Tuesday, May 17, 2011

Statistics and Humor

"Statistics are the chemical weapons of persuasion," says Jamie Whyte, in his book, Crimes Against Logic. 

Actually, many of the statistics we hear about, whether bogus or real, are quite entertaining. For example, More than 10 people a year are killed by vending machines. While that's admittedly tragic for the individuals involved, a slight cynical indifference to killer vending machines allows quite a few of us, me included, the ability to giggle at the sheer absurdity of it. 

There's something delightful in offense. Perchance the humor here is that it's utterly offensive to our intellect to imagine anyone dying at the hands of a vending machine.  

I can picture it now... some bozo can't get his chips to fall; he starts banging on the machine, ever so heated. He resorts to pushing the machine forward and back; until, out of exasperation, he lifts up the flap, slides his hand inside, wiggles his fat, stubby little fingers around and finally fingers the corner of the chip bag, which immediately falls into the convenient tray below where they were designed to land. Meanwhile, Bozo's hand is now caught in the very circular ring that was supposed to surrender his chips in the first place.  

Tragedy, irony, or both, it's the absurdity that makes me laugh every time. Naturally, amid such sheer stupidity with a hint of bad luck, I can't laugh about any idiotic demise without thinking of The Darwin Awards. 

The 1994 Darwin Award went to the fellow who was killed by a Coke machine, which toppled over on him as he was attempting to tip a free soda out of it. 
     Morgunbladid of Iceland, Kenya Times

A sword-swallower died in Bonn after he put an umbrella down his throat - and accidentally pushed the button that opened it. 
     The BUmbershoot, 18 April 1999, Germany  


It was Emerson who wrote, "A foolish consistency is the hobgoblin of little minds," even that truism cracks me up because I know that some idiot, somewhere, is engaged in the most ludicrous exploit which will fuel future editions of The Darwin Awards with farcical tragedy, leaving the rest of us with an endless stream of laughable accounts of stupidity that end in premature, amazingly unforeseen deaths. 

Actually, I'm noticing a tendency toward laughing the easiest at the mere mention or reference to ignorance. 

"I do not approve of anything that tampers with natural ignorance.
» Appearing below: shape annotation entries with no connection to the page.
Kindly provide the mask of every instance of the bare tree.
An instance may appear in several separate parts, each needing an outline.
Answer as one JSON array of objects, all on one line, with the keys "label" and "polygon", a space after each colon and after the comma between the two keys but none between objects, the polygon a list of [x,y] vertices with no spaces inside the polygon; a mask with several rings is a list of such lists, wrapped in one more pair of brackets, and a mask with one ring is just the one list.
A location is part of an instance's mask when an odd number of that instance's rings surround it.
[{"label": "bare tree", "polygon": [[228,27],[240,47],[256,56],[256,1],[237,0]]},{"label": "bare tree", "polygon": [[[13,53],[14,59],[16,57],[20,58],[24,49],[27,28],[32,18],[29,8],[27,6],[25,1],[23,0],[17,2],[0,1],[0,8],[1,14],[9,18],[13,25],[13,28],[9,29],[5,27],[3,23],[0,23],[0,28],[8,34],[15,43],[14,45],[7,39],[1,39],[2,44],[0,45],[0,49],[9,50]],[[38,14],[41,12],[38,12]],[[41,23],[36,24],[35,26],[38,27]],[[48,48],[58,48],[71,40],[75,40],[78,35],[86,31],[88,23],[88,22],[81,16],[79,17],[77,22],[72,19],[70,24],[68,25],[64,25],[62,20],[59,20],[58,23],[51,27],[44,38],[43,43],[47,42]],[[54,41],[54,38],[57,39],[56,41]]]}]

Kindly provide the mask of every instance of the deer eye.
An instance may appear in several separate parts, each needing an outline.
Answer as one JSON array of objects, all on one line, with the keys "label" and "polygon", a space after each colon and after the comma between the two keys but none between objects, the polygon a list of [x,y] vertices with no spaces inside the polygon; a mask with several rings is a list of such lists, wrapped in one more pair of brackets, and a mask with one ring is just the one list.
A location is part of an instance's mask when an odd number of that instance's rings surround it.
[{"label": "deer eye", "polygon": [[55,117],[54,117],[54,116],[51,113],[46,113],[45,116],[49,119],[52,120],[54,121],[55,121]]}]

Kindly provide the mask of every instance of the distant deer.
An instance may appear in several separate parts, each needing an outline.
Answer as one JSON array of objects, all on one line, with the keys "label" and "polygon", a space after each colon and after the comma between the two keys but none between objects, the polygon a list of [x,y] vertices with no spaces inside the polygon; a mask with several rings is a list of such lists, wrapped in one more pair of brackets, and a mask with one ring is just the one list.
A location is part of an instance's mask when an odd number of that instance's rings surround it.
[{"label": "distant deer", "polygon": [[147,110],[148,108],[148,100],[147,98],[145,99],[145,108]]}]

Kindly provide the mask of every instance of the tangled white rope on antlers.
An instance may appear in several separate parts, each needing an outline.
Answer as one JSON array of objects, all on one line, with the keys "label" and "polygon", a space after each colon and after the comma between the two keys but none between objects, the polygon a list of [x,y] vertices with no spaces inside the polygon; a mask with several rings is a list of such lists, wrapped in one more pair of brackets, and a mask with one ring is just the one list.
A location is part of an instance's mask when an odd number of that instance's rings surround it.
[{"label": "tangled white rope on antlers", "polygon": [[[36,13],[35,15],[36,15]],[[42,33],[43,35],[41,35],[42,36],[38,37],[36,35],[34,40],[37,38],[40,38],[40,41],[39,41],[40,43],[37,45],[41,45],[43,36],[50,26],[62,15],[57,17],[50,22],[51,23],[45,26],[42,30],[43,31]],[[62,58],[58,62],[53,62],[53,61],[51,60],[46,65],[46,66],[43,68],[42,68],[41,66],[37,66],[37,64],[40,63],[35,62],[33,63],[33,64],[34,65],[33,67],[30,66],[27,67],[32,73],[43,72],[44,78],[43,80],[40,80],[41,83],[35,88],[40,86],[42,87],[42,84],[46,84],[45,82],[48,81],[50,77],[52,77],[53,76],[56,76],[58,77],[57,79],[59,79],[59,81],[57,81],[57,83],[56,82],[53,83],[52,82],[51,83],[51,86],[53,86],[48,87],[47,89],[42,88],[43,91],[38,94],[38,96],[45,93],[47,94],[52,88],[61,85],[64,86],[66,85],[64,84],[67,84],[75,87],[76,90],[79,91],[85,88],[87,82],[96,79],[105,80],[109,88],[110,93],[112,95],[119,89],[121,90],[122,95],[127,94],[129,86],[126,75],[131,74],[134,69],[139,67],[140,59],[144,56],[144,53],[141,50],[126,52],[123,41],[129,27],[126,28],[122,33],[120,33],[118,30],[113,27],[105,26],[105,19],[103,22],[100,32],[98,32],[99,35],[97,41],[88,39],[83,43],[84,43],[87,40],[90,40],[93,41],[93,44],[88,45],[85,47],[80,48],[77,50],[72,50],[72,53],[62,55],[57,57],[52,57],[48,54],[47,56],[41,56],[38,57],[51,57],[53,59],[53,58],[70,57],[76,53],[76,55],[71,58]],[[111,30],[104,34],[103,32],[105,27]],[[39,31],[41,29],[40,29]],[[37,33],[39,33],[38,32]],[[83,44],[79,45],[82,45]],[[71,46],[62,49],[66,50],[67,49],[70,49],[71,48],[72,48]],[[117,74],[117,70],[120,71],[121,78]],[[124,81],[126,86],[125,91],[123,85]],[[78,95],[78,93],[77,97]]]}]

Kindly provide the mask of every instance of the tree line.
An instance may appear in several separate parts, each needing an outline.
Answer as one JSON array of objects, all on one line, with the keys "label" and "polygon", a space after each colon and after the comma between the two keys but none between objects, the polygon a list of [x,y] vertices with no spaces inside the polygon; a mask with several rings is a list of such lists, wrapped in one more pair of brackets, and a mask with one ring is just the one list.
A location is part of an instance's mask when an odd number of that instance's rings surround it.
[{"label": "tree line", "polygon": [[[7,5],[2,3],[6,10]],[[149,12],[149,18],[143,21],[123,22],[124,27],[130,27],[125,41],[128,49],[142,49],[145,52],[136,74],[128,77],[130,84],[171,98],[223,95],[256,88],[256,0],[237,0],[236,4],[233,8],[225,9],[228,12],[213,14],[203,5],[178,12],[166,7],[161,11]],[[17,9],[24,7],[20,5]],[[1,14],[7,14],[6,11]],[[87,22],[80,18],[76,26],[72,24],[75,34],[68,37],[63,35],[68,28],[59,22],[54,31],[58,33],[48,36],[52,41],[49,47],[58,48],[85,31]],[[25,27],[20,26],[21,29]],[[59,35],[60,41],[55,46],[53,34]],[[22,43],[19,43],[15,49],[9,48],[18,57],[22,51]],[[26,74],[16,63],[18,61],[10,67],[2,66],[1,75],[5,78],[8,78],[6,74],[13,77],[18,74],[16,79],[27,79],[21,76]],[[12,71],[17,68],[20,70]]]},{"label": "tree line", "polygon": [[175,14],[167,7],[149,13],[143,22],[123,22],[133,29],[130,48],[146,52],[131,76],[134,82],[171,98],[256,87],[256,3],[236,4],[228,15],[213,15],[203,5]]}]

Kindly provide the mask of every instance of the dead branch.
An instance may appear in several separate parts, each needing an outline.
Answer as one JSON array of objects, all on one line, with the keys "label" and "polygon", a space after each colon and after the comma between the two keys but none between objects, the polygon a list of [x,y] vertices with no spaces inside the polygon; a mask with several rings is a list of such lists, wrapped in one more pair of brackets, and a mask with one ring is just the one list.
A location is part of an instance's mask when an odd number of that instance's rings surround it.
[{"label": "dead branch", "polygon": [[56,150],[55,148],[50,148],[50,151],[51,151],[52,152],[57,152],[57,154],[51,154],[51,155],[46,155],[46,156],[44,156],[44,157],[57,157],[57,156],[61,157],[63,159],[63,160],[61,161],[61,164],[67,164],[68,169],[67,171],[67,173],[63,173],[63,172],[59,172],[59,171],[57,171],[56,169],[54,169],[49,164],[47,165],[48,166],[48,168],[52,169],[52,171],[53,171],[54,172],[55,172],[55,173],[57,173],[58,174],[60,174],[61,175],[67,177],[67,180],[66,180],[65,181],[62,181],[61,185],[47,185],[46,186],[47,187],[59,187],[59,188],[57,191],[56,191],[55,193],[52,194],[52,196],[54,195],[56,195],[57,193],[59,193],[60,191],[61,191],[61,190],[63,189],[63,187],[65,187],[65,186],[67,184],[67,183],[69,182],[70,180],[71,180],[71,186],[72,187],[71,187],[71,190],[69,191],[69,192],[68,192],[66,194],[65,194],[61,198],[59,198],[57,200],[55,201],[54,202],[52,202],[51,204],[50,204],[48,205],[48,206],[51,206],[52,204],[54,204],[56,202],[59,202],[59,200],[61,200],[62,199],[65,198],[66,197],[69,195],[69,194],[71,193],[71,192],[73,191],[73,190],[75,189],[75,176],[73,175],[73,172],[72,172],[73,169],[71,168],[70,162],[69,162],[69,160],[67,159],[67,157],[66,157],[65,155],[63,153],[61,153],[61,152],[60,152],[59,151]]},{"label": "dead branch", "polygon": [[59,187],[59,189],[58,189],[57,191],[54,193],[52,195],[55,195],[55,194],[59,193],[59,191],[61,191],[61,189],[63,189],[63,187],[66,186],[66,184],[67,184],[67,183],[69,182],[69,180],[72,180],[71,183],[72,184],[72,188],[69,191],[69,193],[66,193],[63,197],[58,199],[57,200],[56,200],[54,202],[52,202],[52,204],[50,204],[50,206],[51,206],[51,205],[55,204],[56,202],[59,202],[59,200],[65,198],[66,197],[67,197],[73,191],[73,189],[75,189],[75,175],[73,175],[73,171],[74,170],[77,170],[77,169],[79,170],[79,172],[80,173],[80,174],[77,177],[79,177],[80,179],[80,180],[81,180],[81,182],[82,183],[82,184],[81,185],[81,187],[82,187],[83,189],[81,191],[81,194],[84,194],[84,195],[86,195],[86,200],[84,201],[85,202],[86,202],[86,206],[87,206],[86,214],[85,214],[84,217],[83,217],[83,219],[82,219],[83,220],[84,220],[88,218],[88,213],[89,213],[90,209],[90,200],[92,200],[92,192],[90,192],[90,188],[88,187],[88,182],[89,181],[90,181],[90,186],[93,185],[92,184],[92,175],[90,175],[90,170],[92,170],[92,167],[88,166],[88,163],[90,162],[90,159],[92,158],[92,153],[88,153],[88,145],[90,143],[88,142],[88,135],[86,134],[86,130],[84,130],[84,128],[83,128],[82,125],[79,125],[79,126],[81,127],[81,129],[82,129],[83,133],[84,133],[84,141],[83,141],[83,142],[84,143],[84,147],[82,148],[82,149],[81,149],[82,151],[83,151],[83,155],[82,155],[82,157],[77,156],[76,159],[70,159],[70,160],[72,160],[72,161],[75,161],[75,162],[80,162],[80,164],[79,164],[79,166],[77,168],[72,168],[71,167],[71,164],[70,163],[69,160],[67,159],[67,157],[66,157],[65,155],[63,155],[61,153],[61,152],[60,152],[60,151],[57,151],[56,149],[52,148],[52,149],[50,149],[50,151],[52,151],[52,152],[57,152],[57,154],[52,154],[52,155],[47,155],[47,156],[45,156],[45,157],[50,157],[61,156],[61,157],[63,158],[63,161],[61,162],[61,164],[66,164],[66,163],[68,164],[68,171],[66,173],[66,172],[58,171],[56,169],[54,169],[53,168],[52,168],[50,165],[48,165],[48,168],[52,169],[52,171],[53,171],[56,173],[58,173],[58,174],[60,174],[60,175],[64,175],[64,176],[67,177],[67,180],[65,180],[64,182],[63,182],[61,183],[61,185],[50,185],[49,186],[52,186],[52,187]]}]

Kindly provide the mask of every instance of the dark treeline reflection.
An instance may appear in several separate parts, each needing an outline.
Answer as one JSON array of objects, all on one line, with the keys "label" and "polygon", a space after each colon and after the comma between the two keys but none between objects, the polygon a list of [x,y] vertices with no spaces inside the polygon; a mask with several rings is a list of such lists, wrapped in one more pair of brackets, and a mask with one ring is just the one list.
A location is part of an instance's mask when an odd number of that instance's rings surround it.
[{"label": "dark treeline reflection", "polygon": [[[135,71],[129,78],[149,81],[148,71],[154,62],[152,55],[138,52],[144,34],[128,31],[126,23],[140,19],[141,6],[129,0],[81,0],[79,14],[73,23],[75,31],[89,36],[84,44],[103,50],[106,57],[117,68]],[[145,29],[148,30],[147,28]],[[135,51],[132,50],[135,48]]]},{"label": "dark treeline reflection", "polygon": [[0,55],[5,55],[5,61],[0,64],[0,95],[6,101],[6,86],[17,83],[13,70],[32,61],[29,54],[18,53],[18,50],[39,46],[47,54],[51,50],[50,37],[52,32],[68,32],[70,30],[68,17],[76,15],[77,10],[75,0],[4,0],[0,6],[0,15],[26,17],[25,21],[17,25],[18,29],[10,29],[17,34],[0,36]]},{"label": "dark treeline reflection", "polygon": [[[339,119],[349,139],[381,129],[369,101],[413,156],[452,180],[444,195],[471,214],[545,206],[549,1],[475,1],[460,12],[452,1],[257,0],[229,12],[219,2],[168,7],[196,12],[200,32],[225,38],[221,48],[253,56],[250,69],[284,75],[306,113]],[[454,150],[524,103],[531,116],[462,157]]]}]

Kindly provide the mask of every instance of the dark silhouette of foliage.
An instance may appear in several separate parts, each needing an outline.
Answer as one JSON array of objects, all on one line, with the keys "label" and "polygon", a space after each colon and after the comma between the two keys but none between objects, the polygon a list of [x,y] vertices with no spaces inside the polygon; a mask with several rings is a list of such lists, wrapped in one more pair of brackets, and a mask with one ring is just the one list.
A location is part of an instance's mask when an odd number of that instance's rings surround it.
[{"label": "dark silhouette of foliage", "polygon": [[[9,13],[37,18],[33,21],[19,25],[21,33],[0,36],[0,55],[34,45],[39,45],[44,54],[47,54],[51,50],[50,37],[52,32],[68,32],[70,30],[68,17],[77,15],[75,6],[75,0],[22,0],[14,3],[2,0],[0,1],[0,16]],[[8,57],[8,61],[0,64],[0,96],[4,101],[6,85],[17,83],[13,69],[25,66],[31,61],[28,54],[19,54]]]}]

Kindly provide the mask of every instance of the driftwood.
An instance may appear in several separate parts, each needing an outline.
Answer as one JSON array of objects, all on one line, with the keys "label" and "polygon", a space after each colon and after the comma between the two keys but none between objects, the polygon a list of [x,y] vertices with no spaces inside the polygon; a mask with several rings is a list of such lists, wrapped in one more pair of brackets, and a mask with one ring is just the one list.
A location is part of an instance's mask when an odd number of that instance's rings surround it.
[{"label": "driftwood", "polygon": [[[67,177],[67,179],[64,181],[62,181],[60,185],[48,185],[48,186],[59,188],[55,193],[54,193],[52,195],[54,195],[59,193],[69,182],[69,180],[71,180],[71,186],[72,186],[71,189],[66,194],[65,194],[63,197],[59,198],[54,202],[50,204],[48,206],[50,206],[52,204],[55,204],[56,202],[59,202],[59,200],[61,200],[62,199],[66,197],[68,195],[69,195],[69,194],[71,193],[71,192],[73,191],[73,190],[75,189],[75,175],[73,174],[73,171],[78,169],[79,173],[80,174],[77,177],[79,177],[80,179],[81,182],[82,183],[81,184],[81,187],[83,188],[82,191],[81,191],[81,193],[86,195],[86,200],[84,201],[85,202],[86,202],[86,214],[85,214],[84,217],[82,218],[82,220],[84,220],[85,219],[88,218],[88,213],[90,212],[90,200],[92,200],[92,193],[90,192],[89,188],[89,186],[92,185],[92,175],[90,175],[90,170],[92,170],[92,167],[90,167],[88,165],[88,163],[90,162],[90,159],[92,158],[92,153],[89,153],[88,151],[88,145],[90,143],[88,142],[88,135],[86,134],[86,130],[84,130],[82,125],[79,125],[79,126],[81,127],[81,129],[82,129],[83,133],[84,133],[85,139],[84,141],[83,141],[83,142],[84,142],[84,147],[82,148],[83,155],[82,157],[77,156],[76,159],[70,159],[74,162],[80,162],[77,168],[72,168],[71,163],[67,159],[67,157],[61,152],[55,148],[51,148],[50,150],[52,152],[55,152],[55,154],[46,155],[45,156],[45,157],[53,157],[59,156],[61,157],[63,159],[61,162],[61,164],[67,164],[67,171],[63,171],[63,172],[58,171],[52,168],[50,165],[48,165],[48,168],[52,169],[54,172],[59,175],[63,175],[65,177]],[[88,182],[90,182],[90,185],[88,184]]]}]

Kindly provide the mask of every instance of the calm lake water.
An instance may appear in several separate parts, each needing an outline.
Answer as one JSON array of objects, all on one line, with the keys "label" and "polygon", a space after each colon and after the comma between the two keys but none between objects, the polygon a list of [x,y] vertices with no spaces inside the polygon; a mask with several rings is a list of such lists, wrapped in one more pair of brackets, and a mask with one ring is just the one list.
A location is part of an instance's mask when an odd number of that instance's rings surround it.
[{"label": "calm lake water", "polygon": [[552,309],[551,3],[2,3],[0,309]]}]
Ignorance is like a delicate exotic fruit. Touch it and the bloom is gone." 
     Lady Bracknell, in Oscar Wilde's play, The Importance of Being Earnest

See what I mean? 

You'd think we'd cut our species some slack since we were reportedly single-celled creatures before our recent rise to the top of the food chain. If humor does have some genetic component to it, I sure hope some over-zealous laboratory student doesn't accidentally eliminate the gene from a random experiment, leading to an outbreak of humorless children being born ten generations later. Of course, even the idea of that happening is kinda funny - till it's not. 

Curiously enough, a component of this equation is curiosity, which, while leading to human tragedy at times, also leads to humorous or ironic situations we consider funny. 

In the United States, nearly 100 people die every day in car wrecks because we invented the automobile. We die in explosions, yep you guessed it, because we invented explosives.